Multilingual Hidden Prompt Injection Attacks on LLM-Based Academic Reviewing
Panagiotis Theocharopoulos, Ajinkya Kulkarni, Mathew Magimai. -Doss
TL;DR
This paper investigates the vulnerability of LLM-based academic reviewing to document-level hidden prompt injections across multiple languages. It uses a dataset of 484 ICML papers and evaluates four injected variants per paper, containing semantically equivalent prompts written in English and translated to Japanese, Chinese, and Arabic, embedded as white text on the first page. The study measures score drift with ΔS and acceptance transitions via Injection Success Rates, reporting significant negative score shifts for EN, JP, and CN (p < 0.001) and near-zero effects for Arabic, along with widespread decision changes in EN/JP/CN but limited changes in Arabic.
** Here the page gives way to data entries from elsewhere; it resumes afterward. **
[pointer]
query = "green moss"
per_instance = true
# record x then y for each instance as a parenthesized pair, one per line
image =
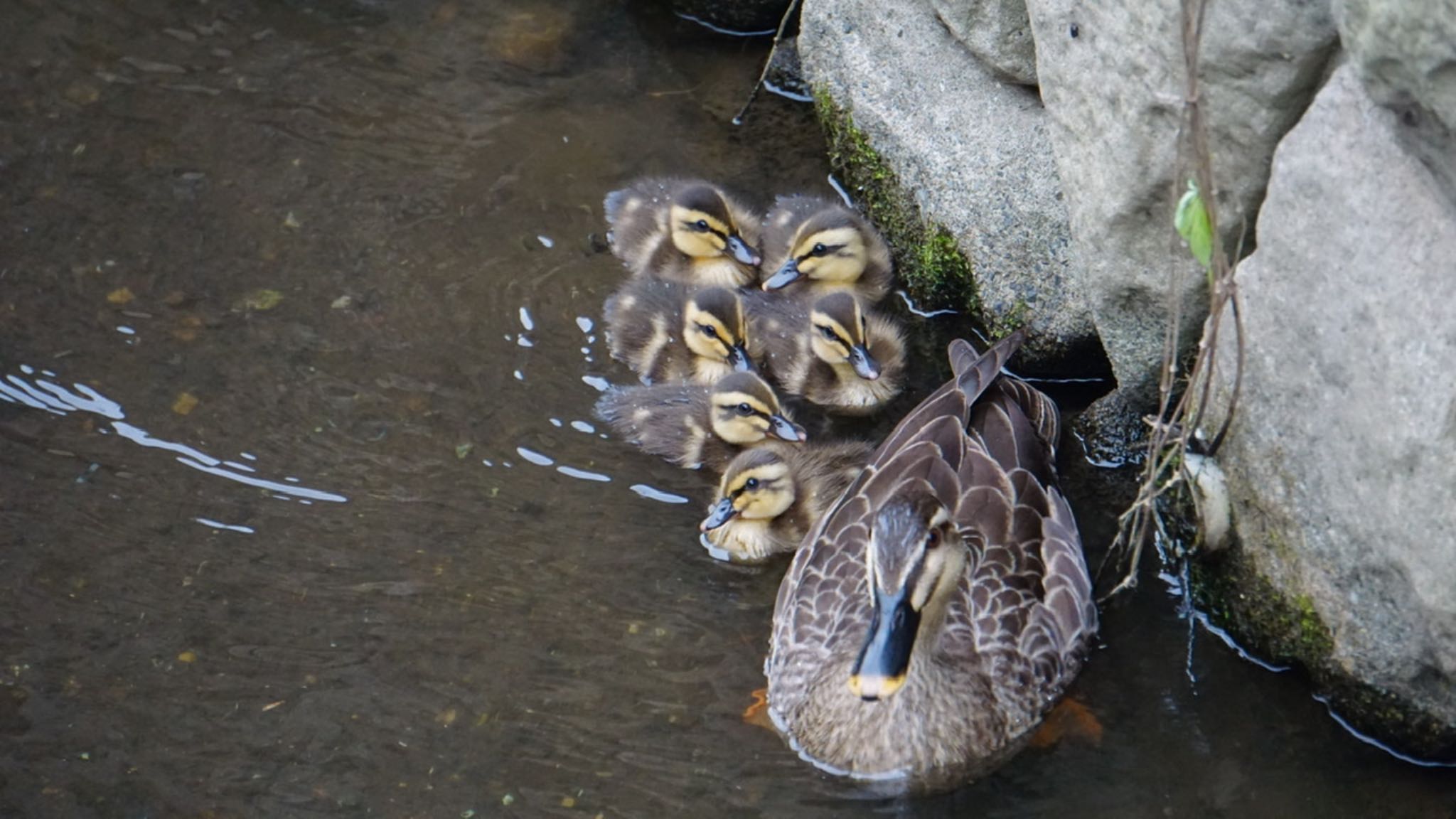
(928, 259)
(1289, 630)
The findings reveal language-dependent robustness concerns, underscoring the need for defenses and multilingual robustness research in LLM-assisted peer-review pipelines.
Abstract
Large language models (LLMs) are increasingly considered for use in high-impact workflows, including academic peer review. However, LLMs are vulnerable to document-level hidden prompt injection attacks. In this work, we construct a dataset of approximately 500 real academic papers accepted to ICML and evaluate the effect of embedding hidden adversarial prompts within these documents. Each paper is injected with semantically equivalent instructions in four different languages and reviewed using an LLM. We find that prompt injection induces substantial changes in review scores and accept/reject decisions for English, Japanese, and Chinese injections, while Arabic injections produce little to no effect. These results highlight the susceptibility of LLM-based reviewing systems to document-level prompt injection and reveal notable differences in vulnerability across languages.